Os cálculos de Einstein, que o levaram a recriar toda a configuração do universo, saíram de sua mente espantosa. Não é à toa que o que ele viu há mais de cem anos com as sinapses de seus neurônios, cientistas só estão vendo agora, depois de construir telescópios gigantes, reunindo-os numa espécie de convenção de bruxos eletrônicos, sendo necessários mais de 300 cérebros para manipular, calcular e juntar imagens desse monstro chamado Sagitário A*.
A confirmação de que a trajetória da luz das estrelas se curva levemente, ao passar pela massa do Sol, e que só poderia ser observado em dia de eclipse solar, longe da poluição já existente nas grandes metrópoles, só veio em 1919, no Brasil (Sobral, Ceará) e na África (ilha do Príncipe, de São Tomé e Príncipe).

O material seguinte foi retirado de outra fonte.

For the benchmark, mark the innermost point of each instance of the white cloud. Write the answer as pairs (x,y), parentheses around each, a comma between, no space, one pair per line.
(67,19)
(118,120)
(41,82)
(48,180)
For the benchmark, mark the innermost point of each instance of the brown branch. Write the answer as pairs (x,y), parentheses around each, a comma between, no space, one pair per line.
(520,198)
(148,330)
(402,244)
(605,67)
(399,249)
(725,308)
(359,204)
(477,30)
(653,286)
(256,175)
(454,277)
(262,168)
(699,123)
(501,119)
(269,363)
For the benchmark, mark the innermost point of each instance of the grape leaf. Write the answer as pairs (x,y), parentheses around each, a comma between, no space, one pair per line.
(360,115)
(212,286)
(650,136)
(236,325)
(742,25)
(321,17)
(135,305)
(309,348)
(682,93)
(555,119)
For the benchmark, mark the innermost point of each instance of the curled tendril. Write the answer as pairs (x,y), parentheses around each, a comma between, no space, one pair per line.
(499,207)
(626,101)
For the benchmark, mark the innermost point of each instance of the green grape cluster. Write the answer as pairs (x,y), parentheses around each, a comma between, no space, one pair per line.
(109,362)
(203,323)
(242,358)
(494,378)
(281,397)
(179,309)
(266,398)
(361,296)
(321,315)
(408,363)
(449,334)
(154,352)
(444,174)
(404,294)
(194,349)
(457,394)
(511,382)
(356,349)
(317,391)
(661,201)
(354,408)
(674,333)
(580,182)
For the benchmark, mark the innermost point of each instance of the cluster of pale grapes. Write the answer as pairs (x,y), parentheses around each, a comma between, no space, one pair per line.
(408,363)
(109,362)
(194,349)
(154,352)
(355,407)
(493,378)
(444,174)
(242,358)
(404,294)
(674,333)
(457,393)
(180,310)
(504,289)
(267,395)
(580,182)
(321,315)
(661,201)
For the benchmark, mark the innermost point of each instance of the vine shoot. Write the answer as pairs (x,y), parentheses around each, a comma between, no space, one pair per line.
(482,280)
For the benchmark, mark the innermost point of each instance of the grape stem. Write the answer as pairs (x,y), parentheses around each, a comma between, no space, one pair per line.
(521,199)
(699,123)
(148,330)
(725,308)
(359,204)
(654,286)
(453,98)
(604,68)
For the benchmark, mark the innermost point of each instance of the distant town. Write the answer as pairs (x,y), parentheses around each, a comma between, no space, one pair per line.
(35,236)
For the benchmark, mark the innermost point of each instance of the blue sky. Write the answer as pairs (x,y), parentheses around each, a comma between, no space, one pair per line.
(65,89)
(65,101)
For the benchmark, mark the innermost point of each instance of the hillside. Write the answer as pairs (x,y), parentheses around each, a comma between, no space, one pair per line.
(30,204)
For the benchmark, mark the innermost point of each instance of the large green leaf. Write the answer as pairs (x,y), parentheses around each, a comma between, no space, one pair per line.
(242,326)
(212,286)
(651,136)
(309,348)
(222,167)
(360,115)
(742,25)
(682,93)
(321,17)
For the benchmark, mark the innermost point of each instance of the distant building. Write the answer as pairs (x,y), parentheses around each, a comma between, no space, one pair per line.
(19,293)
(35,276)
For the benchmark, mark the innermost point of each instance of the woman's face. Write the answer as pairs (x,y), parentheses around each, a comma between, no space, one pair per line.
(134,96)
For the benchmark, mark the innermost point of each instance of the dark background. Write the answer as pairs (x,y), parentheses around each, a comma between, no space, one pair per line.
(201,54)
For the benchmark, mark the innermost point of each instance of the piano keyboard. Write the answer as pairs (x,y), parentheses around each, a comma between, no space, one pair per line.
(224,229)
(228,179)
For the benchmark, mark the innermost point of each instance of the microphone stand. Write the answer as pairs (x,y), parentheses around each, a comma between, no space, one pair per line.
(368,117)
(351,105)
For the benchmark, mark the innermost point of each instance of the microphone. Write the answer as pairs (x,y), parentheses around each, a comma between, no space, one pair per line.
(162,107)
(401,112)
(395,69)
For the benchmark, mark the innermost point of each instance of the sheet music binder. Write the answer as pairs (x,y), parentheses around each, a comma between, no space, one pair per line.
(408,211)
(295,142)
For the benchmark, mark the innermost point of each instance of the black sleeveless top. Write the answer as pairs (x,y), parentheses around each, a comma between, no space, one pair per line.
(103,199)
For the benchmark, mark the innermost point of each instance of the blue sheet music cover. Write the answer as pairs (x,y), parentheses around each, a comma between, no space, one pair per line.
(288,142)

Mesmo assim, não foi suficiente para Einstein ganhar o Prêmio Nobel de Física. Ele vinha sendo indicado pelos pares desde 1910, mas era sempre preterido (a explicação posterior foi a do antissemitismo do responsável pela premiação, Sven Hedin, que anos depois, durante a Segunda Guerra Mundial, seria visto no círculo dos íntimos de Göring, Himmler e Hitler).
Brilhante
Einstein ganhou o Nobel na décima indicação, em 1922, e nem foi pela Teoria da Relatividade, mas por outra brilhante descoberta, a lei do efeito fotoelétrico, que permitiu a criação do controle remoto, por exemplo.
Quando Einstein morreu, cientistas meio que da linha do doutor Moreau retiraram seus olhos e cérebro, com a desculpa de que iriam estudá-lo, numa infinita e malograda tentativa de encontrar o diferencial do gênio.
Hoje, a palavra gênio está obsoleta, é usada como quem usa carroça para transportar areia. Mas, ao longo da história, houve definições muito argutas sobre o que é um gênio. Arthur Schopenhauer foi um desses definidores.
Einstein adorava Schopenhauer, sobretudo seus aforismos. Uma das coisas que ele sempre fazia nas horas vagas, além de tocar violino, era ler filósofos como Aristóteles, David Hume, Nietzsche e Schopenhauer. Depois que desistiu de ler filosofia, o único que continuou lendo foi o autor de O mundo como vontade e como representação.
Um dos aforismos schopenhauerianos que ele gostava de citar, segundo Brian, era “o homem pode fazer o que deseja, mas não pode escolher seus desejos”. Einstein, de fato, achava Schopenhauer um gênio. E é curioso ler a definição do filósofo alemão sobre essa categoria de espírito, porque ela cai muito bem ao seu compatriota.
“Para o homem comum”, diz Schopenhauer em O mundo como vontade e como representação, “a faculdade de conhecimento é a lanterna com a qual ilumina o seu caminho, para o gênio é o sol que revela o mundo”.
A matemática que desenha o universo é complexa à beça. Mas as teorias com as quais físicos teóricos criam narrativas para explicar como tudo isso se sustenta e avança são muito sedutoras para leitores insólitos como este que agora escreve.
Além disso, depois de Einstein, parece que os espaços infinitos ficaram mais bonitos e menos assustadores, mais instigantes. Por isso, seu cérebro de gênio era um tipo de Sol, não só porque nos iluminou, e ilumina ainda, mas também porque sempre nos atraiu. Sempre nos curvamos de alguma forma, quando nossa trajetória se aproxima de seu brilho.
É tudo fantástico, grandioso e explosivo demais, por isso mesmo tão fascinante. Mas na sua escrita fluente e gostosa, com alívios de humor, e rica em referências, a gente percorre mistérios com suavidade. Adorei.
Karla, minha querida! Muito obrigado!